Eugénie Brazier (12 June 1895 – 2 March 1977), known as "la Mère Brazier", was a French chef who, in 1933, became the first person awarded six Michelin stars, three each at two restaurants: La Mère Brazier in the rue Royale, one of the main streets of Lyon, and a second, also called La Mère Brazier, outside the city. This achievement was unmatched until Alain Ducasse was awarded six stars with the publication of the 1998 Michelin Guide.
Born in La Tranclière in the French departement of Ain, near Lyon, Brazier was raised on a small farm, and entered domestic service in her teens. She learned to cook for her employers, and was taken on as a junior cook by the proprietor of a leading restaurant in Lyon. In 1921 she opened her own restaurant there, and having built the establishment into a nationally famous restaurant by the end of the decade, she opened a second in a converted chalet at the Col de la Luère in the foothills of the Massif Central above the city.
Brazier followed the traditions of Lyon's famous female cooks – the Mères lyonnaises – in avoiding over-elaborate dishes, preferring to offer fairly simple food of the highest quality. She influenced subsequent generations of French cooks, including Paul Bocuse and Bernard Pacaud, whom she trained at her restaurant. She is commemorated in scholarships and annual prizes for cookery writing awarded in her name. Her own recipes were collected and published in 1977 and an English translation was issued in 2014. She was offered but declined the Légion d'honneur, the highest French order of merit. Her original restaurant in Lyon, run by her family for many years after her death, was bought by the Michelin-starred chef Mathieu Viannay in 2007, who retains her classics on the menu.
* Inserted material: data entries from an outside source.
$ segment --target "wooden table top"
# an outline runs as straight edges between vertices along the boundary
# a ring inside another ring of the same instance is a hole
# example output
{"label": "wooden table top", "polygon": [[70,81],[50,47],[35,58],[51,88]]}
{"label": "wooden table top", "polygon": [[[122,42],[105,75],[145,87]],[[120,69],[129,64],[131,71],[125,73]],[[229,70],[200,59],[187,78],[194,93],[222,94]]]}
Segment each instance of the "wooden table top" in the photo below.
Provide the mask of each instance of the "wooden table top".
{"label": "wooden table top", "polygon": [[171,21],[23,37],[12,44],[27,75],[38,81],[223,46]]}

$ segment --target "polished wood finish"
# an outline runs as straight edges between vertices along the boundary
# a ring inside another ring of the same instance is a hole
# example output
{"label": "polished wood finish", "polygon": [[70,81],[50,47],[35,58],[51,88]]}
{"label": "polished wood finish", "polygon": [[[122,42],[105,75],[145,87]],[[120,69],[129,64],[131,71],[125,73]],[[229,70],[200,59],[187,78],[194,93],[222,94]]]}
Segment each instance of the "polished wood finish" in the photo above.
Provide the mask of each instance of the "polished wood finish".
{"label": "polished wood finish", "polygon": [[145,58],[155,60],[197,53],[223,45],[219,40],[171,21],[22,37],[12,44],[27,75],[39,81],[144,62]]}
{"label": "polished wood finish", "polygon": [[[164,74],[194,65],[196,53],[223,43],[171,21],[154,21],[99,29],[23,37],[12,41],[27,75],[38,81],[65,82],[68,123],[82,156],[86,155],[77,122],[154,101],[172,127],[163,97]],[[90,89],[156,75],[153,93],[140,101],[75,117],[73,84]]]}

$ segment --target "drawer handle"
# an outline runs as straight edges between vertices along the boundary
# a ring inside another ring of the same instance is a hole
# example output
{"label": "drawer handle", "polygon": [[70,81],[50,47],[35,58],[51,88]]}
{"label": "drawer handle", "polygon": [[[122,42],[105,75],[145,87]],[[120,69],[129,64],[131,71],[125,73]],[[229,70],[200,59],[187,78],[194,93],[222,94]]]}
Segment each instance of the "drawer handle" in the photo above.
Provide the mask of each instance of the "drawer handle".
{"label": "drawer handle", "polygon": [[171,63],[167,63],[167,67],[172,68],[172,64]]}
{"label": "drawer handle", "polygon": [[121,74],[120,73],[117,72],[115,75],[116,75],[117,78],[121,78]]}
Brazier was born on 12 June 1895 at La Tranclière, a village 6 kilometres (3.7 miles) south of Bourg-en-Bresse and 60 kilometres (37 miles) north-east of Lyon. Her parents had a small farm at Dompierre-sur-Veyle, and when she was still a baby the family moved to a larger farm at Certines around 10 kilometres (6.2 miles) away, where she grew up. She learned about cookery while still a child; by the time she was five she knew how to make the sweet and savoury tarts her mother cooked for the family, and among the dishes she first learned to make was barbaton, consisting of fried bacon, onion, potatoes and garlic. Her schooling was confined to the winter months, and then only when she was not busy working on the farm. When she was ten her mother died, and her education opportunities became even less regular. Though she could read well enough, she was never a confident writer. She was sent to work on another farm, where, she recalled, in addition to her board and lodging she received a pair of clogs and a new dress each year. She continued as a farm worker throughout her teens.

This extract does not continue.